[net.arch] help choosing cache sizes

dfh@scirtp.UUCP (02/22/86)

Our hardware folks are starting to design a CPU board using the 80386 and
they asked me what size and type of on-board cache would be optimum for a 
UNIX environment.  I have no idea.

The box is (will be) an 80386 with 80186 I/O processors using multibus
I.  There is a high speed memory bus from the CPU to the expansion
memory card(s).  The current implementation uses an 10 MHz 80286 at 0
wait states in lieu of the '386.

Has anybody else looked at the '386 with this in mind yet?

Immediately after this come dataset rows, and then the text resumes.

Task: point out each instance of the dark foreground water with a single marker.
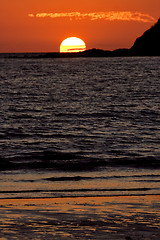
(79, 127)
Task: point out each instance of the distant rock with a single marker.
(149, 43)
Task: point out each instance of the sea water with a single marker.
(79, 127)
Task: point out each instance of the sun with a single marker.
(72, 44)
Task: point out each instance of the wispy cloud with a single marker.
(108, 16)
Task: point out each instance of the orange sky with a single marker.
(41, 25)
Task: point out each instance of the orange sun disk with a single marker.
(72, 44)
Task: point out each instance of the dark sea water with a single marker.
(79, 127)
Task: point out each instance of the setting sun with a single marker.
(72, 44)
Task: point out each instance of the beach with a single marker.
(119, 217)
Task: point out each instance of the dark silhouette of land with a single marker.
(146, 45)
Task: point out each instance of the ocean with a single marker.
(79, 127)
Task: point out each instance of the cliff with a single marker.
(149, 43)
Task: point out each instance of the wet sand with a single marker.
(127, 217)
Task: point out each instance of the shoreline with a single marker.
(137, 217)
(83, 196)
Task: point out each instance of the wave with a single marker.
(74, 161)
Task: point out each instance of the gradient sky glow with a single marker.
(41, 25)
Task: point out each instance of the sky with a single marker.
(41, 25)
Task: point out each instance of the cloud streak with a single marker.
(107, 16)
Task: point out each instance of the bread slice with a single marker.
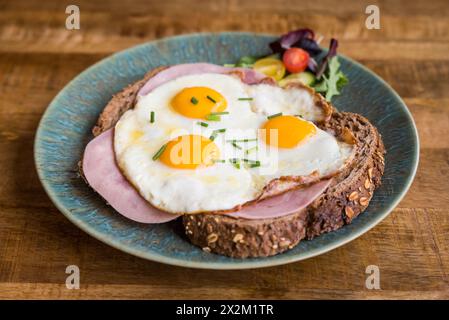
(347, 196)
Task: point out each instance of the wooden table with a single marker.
(38, 56)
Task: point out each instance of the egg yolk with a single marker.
(290, 131)
(198, 102)
(189, 152)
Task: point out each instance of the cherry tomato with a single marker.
(270, 67)
(296, 60)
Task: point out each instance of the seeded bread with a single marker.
(347, 196)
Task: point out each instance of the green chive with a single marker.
(213, 117)
(215, 132)
(159, 152)
(235, 145)
(250, 150)
(218, 113)
(194, 100)
(274, 115)
(203, 124)
(242, 140)
(211, 99)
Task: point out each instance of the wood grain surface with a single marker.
(38, 56)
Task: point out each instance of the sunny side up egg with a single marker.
(215, 142)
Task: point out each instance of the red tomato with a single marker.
(296, 60)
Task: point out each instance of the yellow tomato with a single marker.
(270, 67)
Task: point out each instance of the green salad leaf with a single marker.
(332, 81)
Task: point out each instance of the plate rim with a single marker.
(242, 264)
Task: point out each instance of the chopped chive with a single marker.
(250, 150)
(218, 113)
(216, 132)
(235, 163)
(159, 152)
(211, 99)
(274, 115)
(235, 145)
(242, 140)
(203, 124)
(211, 117)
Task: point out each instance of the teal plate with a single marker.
(65, 129)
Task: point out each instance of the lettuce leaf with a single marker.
(332, 81)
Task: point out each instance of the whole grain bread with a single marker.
(348, 195)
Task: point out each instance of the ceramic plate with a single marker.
(65, 129)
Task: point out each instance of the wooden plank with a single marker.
(38, 57)
(398, 7)
(40, 75)
(41, 248)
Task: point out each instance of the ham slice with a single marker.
(249, 76)
(105, 177)
(284, 204)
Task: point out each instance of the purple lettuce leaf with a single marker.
(325, 61)
(301, 38)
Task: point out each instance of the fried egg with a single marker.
(210, 142)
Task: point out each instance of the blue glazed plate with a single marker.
(65, 129)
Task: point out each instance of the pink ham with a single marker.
(250, 76)
(104, 176)
(284, 204)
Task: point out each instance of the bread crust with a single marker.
(348, 195)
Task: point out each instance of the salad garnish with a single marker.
(297, 57)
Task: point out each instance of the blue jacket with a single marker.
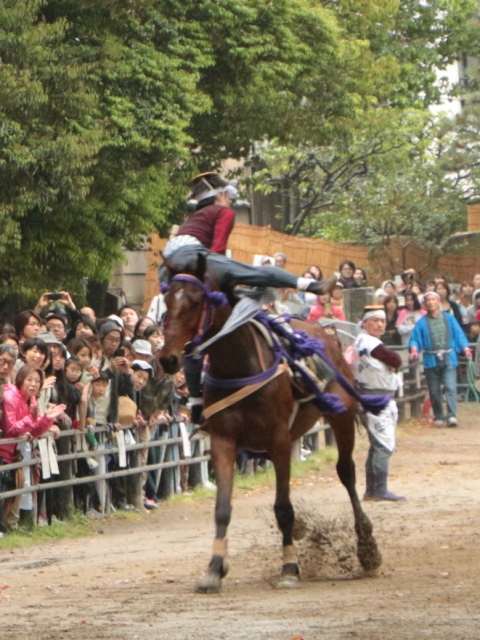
(420, 339)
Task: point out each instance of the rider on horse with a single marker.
(206, 232)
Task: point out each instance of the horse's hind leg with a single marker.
(285, 516)
(367, 550)
(223, 452)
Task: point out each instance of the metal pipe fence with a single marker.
(171, 459)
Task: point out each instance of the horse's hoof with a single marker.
(288, 582)
(209, 583)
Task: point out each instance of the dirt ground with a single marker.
(135, 580)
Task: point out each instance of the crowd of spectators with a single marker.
(63, 368)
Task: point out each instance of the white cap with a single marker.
(141, 364)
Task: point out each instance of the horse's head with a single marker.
(186, 302)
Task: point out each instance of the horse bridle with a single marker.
(212, 300)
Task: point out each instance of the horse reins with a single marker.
(214, 299)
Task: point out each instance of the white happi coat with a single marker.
(373, 375)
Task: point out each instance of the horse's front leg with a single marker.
(368, 553)
(223, 453)
(285, 515)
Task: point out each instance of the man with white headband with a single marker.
(207, 230)
(441, 338)
(374, 369)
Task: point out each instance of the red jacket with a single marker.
(211, 226)
(17, 420)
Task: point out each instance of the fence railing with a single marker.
(174, 452)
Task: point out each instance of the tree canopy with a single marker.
(108, 107)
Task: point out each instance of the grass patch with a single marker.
(77, 526)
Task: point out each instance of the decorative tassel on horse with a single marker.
(303, 346)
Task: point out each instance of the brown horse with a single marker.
(269, 419)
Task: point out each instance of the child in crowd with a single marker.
(324, 309)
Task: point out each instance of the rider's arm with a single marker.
(223, 228)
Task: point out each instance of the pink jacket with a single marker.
(17, 420)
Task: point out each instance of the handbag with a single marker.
(127, 411)
(7, 479)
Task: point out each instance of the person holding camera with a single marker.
(441, 338)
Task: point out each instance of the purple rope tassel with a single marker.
(303, 346)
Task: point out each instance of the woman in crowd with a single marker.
(33, 351)
(380, 296)
(464, 299)
(391, 336)
(409, 316)
(347, 271)
(27, 325)
(360, 277)
(447, 304)
(82, 328)
(336, 297)
(140, 327)
(129, 317)
(324, 309)
(154, 335)
(316, 272)
(20, 417)
(389, 287)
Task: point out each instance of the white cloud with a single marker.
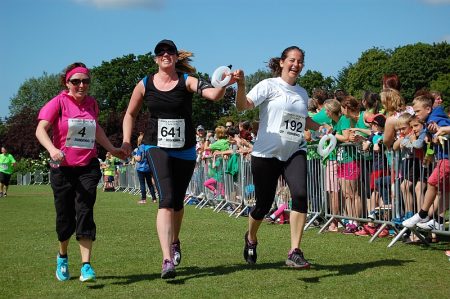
(436, 2)
(123, 3)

What cache sizes are common in other microprocessor systems?

Pointers to literature on the subject appreciated.

-- 
				David Hinnant
				SCI Systems, Inc.
				...{decvax, akgua}!mcnc!rti-sel!scirtp!dfh

aglew@ccvaxa.UUCP (02/24/86)

There's only one optimum cache size - the largest you can afford.
That is, unless you are considering having several layers of different
speed caches, in which case there is an optimization problem for a
given cost. Convex says pretty much the same thing.

clif@intelca.UUCP (Clif Purkiser) (03/06/86)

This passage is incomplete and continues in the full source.